“There is a Japanese way of thinking that looks on a piece of ceramic without food as unfinished.” wrote the great chef Tetsuya Wakuda.
“But put some food on it, and the piece has a life, a reason to be.”
Wakuda was writing about his potter, Mitsuo Shoji. But he might have been writing about the pottery of Sinead Axworthy, of SINK studio in Milltown, County Kerry.
Sinead makes beautiful dishes, often for professional chefs, and when the chef puts a piece of food on them, then they instantly have a life, they find their reason to be. With a piece of cooking aboard, the vessel can be launched.
You might have enjoyed using Sinead’s work at some of the leading food destinations in Ireland: at Dede in West Cork, at Kai in Galway, at Dunmore House Hotel, just outside Clonakilty. Or, more recently, at 505 in Dingle, where Damien Ring and Suzi O’Gorman use Sinead’s plates to stunning effect.
When Damien and Suzi were ordering their ceramics from Sink studio, in nearby Milltown, they knew what they wanted. Yes, they loved the off-white plates which Sinead had created. But, asked Damien: “Could we have this 80 grams heavier?”
“I kinda love that, though” says Sinead, standing in the aesthetically messy space that is her one-room studio in Milltown, a town seemingly poised between rapid expansion and steady dereliction. “He was like: can we have them 750-800 grammes? and I was like, yeah!”
Ahmet Dede, on the other hand, “was completely different. He gave me so much creative freedom. I like people telling me what to do, but I also like people just saying: go!”
Sinead brings a box of samples of her work from which the restaurateurs choose what they want. “They say, okay, I like this texture, I like this glaze, I like this shape, and then I go home and make something, and that’s what I did with Ahmet. I brought my samples and he was like: yeah, love this texture, love this shape, I want it in that colour, I want it this size…”

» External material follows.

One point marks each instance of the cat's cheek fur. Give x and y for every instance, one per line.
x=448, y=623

“I’m obsessed with textures,” she says, “and that’s why I love clay, because you can print anything on it. I love going on walks, collecting things, so if I’m on the beach I’ll collect a stone and roll it across the piece to see what texture I can get.”
Sinead’s pottery works because it harmonises with all the elements of the dining experience. The ingredients plated by the chef are framed, contained and counterpointed by the vessels, so that the food lies in lockstep with the plating, creating an effect which is both pictorial and abstract, both visual and tactile.

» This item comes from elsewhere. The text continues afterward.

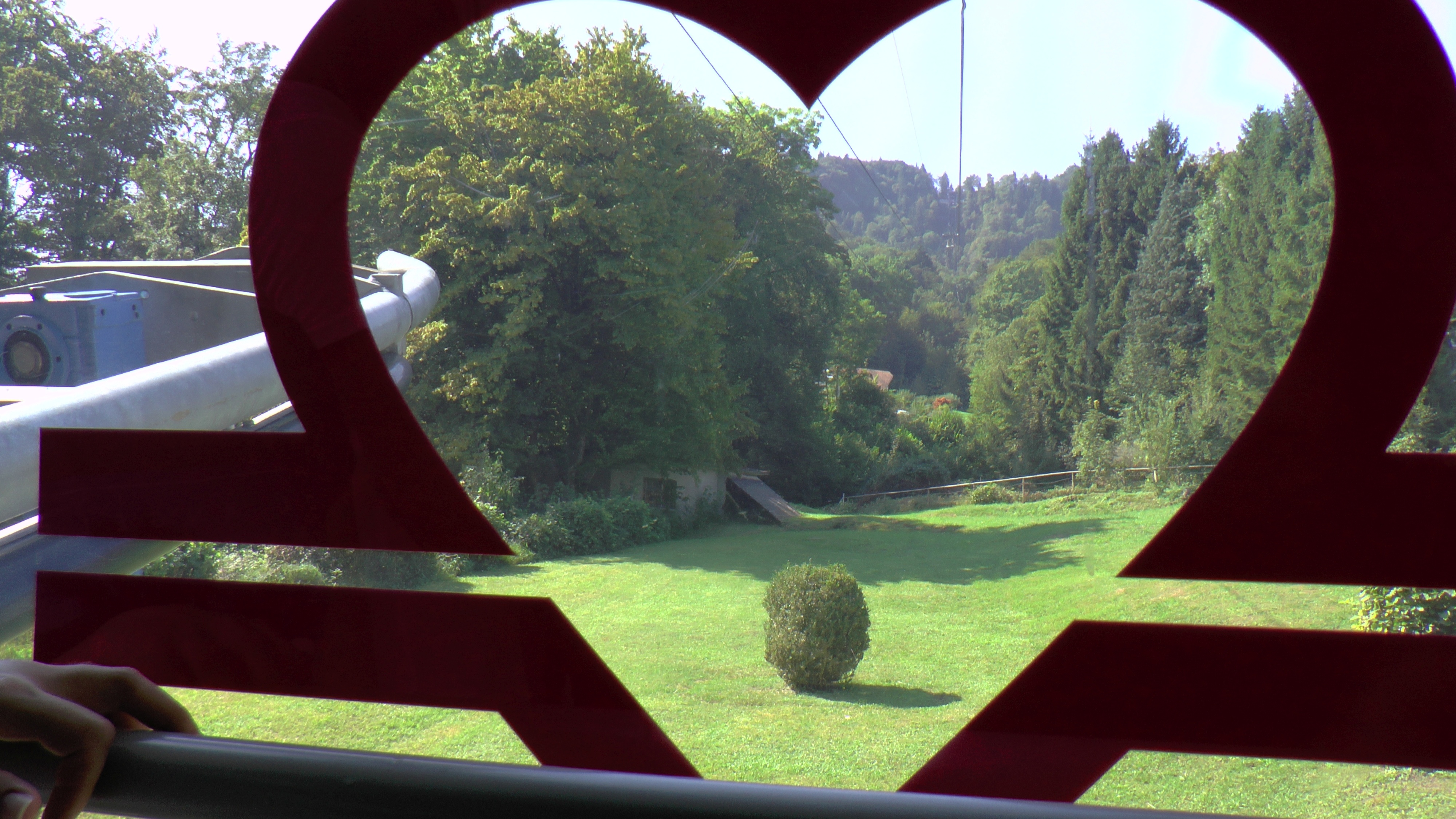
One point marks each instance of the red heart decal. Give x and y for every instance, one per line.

And then Sinead’s signature embellishments – fingermarks, shell impressions, lines drawn as if across a landscape – add further contrast, with the plates taking on an active role in the creation and serving and success of the dish.
Private clients often contact Sinead after seeing her work in various restaurants, and in addition to her pottery she runs pottery classes in the studio in Milltown, from one-to-one classes to small groups of 6 people, under the Flow Pottery brand.
You will find her on the Main Street in Milltown, between Alma’s chipper and the Kingdom Bakery, crafting exquisite plates and pottery and eating vessels before sending them off into the world to find their reason to be.